As Jeremy Hunt listed all the miserable compromises of his Autumn Statement in the Commons yesterday, it became clear that the governing party has moved into a new phase of grappling with its loss: bargaining and acceptance. Gone was the old “BoJo” boosterism and the right-wing radicalism of Truss. No treats. No surprises. Just a hell of a lot of Tory tax rises. The Chancellor may have calmed the markets and the nerves of Conservative MPs, but with cuts and squeezed household budgets ahead, the party knows healing is a long way away.
But the turbulence of politics leaves no room for sympathy, and if Hunt had hoped for any from Rachel Reeves, he was disappointed. The shadow chancellor was pitiless in her response in the Commons, telling Hunt he “should have come here today to ask for forgiveness” but “all the country got… was an invoice for the economic carnage that this government has created”.
She accused the government of “pickpocketing” British workers with the so-called stealth taxes of freezing income tax thresholds. She also goaded the Tories for defending non-dom tax status and poked fun at Rishi Sunak’s administration by calling it “Downing Street as Dallas” where “old cast members return as if nothing has happened”.
It marks a change in tone across the Labour front bench.
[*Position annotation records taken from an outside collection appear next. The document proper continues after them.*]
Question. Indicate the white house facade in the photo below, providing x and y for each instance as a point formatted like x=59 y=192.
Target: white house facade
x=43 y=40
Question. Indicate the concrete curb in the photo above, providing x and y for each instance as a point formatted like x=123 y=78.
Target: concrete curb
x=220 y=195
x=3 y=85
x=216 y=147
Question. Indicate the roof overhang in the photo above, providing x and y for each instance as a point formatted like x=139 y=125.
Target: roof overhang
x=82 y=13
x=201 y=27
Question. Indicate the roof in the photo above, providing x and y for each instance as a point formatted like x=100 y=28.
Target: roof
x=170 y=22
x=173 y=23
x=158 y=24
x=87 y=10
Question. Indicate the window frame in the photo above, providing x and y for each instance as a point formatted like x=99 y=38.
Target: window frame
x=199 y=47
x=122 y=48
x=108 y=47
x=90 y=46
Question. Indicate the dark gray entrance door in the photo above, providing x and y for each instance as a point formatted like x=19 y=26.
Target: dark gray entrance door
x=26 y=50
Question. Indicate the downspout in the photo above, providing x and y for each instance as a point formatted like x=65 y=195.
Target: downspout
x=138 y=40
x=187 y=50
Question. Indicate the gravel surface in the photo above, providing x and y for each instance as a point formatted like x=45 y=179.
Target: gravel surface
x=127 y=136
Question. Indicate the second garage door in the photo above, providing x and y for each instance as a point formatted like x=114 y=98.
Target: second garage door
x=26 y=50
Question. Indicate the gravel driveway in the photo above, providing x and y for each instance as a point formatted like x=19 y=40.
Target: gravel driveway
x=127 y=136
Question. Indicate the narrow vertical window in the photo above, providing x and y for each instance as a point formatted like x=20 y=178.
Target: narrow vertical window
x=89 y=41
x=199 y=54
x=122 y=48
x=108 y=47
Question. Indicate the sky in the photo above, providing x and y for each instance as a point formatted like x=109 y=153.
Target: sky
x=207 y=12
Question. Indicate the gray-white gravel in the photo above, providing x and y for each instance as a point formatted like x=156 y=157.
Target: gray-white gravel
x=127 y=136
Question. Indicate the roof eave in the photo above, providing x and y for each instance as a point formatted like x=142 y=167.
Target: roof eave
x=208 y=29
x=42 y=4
Keir Starmer – who on 9 November laid into Sunak for appointing Gavin Williamson, calling the disgraced former cabinet minister “a sad middle manager getting off on intimidating those beneath him” – has put Labour on an election footing. His party is soaring in the polls, but its MPs know they will only hang on to their lead by ensuring the Tories are aggressively held to account for their record.
Hunt yesterday tried to paint the British economy as the victim of global headwinds and repeatedly underlined that inflation was spiralling due to the Russia-Ukraine war. There may be some truth in that, but the government no longer has the space to make excuses, to be divided or to feel sorry for itself.
The Labour Party is already fighting the next election but the Conservatives are still fighting the last one – the “BBC” election, in which Boris, Brexit and Corbyn helped the Tories over the line. But that era is over and the sooner the Conservatives truly accept it, the more competitive they will be.